The safety and scientific validity of this study is the responsibility of the study sponsor and investigators. Listing a study does not mean it has been evaluated by the U.S. Federal Government. Read our disclaimer for details. Identifier: NCT00718354
Recruitment Status : Completed
First Posted : July 18, 2008
Last Update Posted : May 13, 2015
Information provided by (Responsible Party):
Thrombosis Research Institute

Brief Summary:
Due to evidence available both in terms of efficacy and safety of low molecular weight heparin, its use for the prevention of thromboembolic disease in cancer patients undergoing surgical intervention, and its extended use in higher doses for the prevention of recurrent thromboembolism in cancer patients with established thrombosis, with a view that the potential benefits for survival in cancer patients from low molecular weight heparin therapy comes because of a biological activity, the dose of 1mg/Kg (50% of the full treatment dose) for a period of 6 months coincident with 6 cycles of chemotherapy, has been chosen for this study.

Condition or disease Intervention/treatment Phase
Gastric Cancer Gastroesophageal Cancer Drug: Enoxaparin Drug: Standard Chemotherapy Phase 3

Detailed Description:

In the GASTRANOX study, patients will have inoperable (locally advanced) or metastatic newly diagnosed gastric or gastro oesophageal cancer. These patients carry a definite thrombosis risk. Patients will be scheduled to have at least 6 months of palliative chemotherapy. During this period symptomatic thromboembolism will be common but currently no routine prophylaxis is provided.

The dose of Enoxaparin to be evaluated in this study is 1mg/kg. This represents half of the full treatment dose.
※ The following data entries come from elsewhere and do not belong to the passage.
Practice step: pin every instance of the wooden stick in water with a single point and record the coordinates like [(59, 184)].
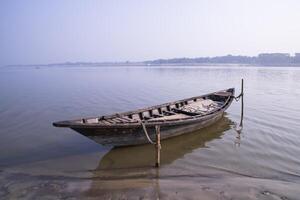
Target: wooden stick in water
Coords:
[(157, 146), (242, 103)]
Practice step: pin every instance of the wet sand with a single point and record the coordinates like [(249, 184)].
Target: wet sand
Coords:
[(141, 186)]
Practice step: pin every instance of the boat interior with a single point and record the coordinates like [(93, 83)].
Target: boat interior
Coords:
[(178, 110)]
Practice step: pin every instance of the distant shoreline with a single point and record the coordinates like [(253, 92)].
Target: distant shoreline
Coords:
[(263, 60), (154, 65)]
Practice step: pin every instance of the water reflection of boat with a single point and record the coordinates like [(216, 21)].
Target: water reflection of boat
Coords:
[(172, 149)]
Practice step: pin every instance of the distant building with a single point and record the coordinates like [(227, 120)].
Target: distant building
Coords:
[(274, 58), (297, 58)]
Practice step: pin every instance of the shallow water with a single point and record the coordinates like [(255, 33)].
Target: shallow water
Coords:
[(38, 160)]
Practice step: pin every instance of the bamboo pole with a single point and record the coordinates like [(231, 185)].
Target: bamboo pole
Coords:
[(242, 103), (157, 146)]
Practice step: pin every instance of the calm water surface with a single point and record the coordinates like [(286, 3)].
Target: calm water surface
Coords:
[(38, 160)]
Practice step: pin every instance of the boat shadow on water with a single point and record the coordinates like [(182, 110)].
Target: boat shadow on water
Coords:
[(143, 156)]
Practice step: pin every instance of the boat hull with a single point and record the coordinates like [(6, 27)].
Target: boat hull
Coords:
[(136, 135)]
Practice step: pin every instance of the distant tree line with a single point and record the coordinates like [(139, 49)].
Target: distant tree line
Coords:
[(261, 59)]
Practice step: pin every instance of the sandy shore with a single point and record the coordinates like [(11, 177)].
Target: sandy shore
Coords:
[(143, 186)]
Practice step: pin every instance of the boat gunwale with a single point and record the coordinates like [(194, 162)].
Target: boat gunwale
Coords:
[(74, 123)]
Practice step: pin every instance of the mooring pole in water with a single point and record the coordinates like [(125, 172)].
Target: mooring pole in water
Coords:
[(242, 103), (157, 146)]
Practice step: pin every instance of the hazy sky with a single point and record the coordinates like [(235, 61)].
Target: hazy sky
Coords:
[(49, 31)]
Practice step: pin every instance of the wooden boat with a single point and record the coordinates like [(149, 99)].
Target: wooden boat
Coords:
[(174, 118)]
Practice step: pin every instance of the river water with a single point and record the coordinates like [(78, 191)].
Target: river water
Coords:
[(38, 160)]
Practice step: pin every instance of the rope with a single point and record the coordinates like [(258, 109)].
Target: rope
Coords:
[(146, 133), (238, 97)]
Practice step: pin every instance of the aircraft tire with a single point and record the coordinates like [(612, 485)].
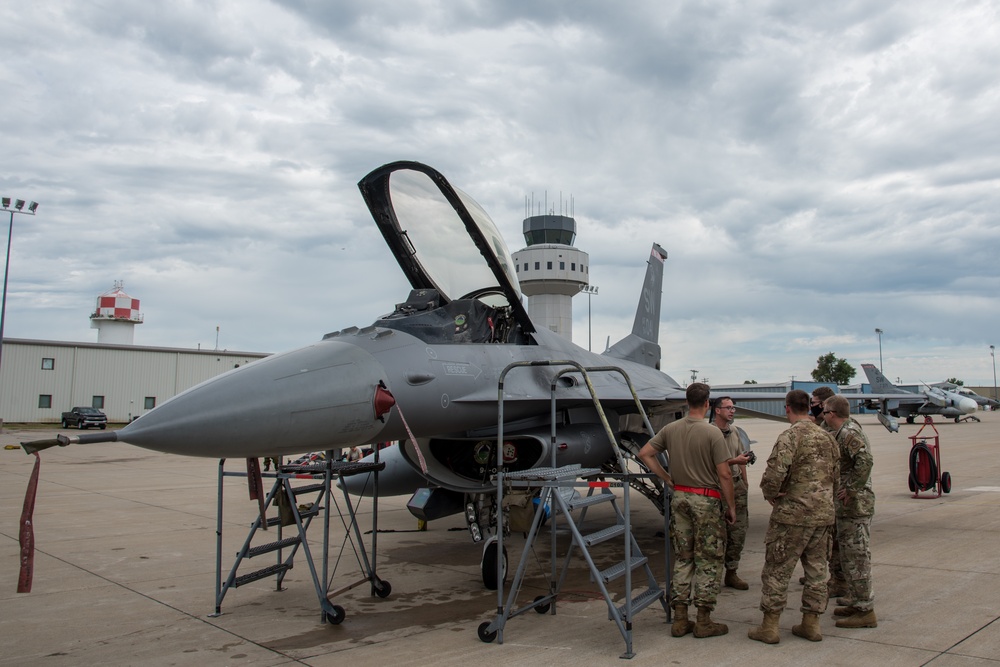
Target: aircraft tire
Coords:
[(489, 566)]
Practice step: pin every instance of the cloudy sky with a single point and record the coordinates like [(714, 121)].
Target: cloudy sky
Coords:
[(814, 170)]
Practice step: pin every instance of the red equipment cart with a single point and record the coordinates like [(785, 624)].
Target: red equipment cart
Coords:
[(925, 463)]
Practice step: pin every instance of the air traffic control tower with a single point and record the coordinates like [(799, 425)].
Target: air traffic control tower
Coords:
[(551, 271)]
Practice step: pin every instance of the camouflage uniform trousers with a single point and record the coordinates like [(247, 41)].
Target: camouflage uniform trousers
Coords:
[(854, 535), (786, 545), (698, 538), (736, 534)]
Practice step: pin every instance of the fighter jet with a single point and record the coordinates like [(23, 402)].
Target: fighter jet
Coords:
[(931, 401), (427, 373), (965, 391)]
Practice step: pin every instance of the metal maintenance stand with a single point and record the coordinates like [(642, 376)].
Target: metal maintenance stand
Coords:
[(294, 511), (551, 484)]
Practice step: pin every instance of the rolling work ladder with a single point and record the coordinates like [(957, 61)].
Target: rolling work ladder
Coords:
[(552, 484), (297, 512)]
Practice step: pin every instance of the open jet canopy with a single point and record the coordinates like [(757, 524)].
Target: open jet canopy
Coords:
[(440, 237)]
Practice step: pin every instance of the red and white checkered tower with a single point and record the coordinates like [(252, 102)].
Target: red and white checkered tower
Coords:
[(116, 316)]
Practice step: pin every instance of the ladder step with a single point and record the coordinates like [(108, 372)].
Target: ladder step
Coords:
[(312, 488), (345, 468), (641, 601), (304, 514), (618, 569), (603, 534), (273, 546), (260, 574), (587, 501)]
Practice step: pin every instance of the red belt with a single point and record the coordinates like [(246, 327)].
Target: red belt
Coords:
[(700, 490)]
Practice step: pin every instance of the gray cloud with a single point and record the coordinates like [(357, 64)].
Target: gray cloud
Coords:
[(814, 171)]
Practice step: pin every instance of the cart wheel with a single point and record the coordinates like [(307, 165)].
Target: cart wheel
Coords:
[(334, 613), (489, 566), (484, 635), (381, 588)]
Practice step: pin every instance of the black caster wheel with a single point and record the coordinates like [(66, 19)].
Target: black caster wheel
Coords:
[(334, 614), (382, 588), (484, 634)]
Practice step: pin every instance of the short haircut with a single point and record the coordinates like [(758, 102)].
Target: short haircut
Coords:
[(697, 393), (716, 402), (798, 401), (823, 393), (839, 406)]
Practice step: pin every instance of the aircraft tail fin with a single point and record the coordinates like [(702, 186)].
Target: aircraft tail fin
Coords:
[(642, 345), (880, 384)]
For an average weight individual this will represent between 60 and 70 mg a day of Enoxaparin. The prophylactic dose for high-risk surgical patients in the United States is 60mg total daily dosing of Enoxaparin per day. This high-risk dose has been shown to be safe and effective in preventing thromboembolic disease in high-risk populations such as those undergoing major elective orthopaedic surgery. An alternative for high-risk dose is 40mg given once a day. This dose is also effective and safe. Thus the dose to be provided in the GASTRANOX study is not markedly different from the high-risk doses already in routine clinical practice either in North America (30mg twice a day - 60mg total daily dosing) or 40mg once a day in Europe. It is also half of the full treatment dose which has been shown to be effective and safe in the treatment of venous thromboembolism.

Since cancer patients are recognised to have bleeding risk it was felt inappropriate to provide the full treatment dose of Enoxaparin. Thus half the full treatment doses provided. On the other hand the biological effect of low molecular weight heparins in cancer suggests that higher doses be given to enhance the potential survival benefit.

The study is intended to evaluate the safety and efficacy of the study drug compared to best normal practice. The standard methodology for such a comparison is to conduct a randomized, comparative study.

Multi-centre: It is anticipated that a single centre will be unable to recruit sufficient subjects, in 1 year, to conduct the assessment and therefore multiple centres will be recruited to conduct the study.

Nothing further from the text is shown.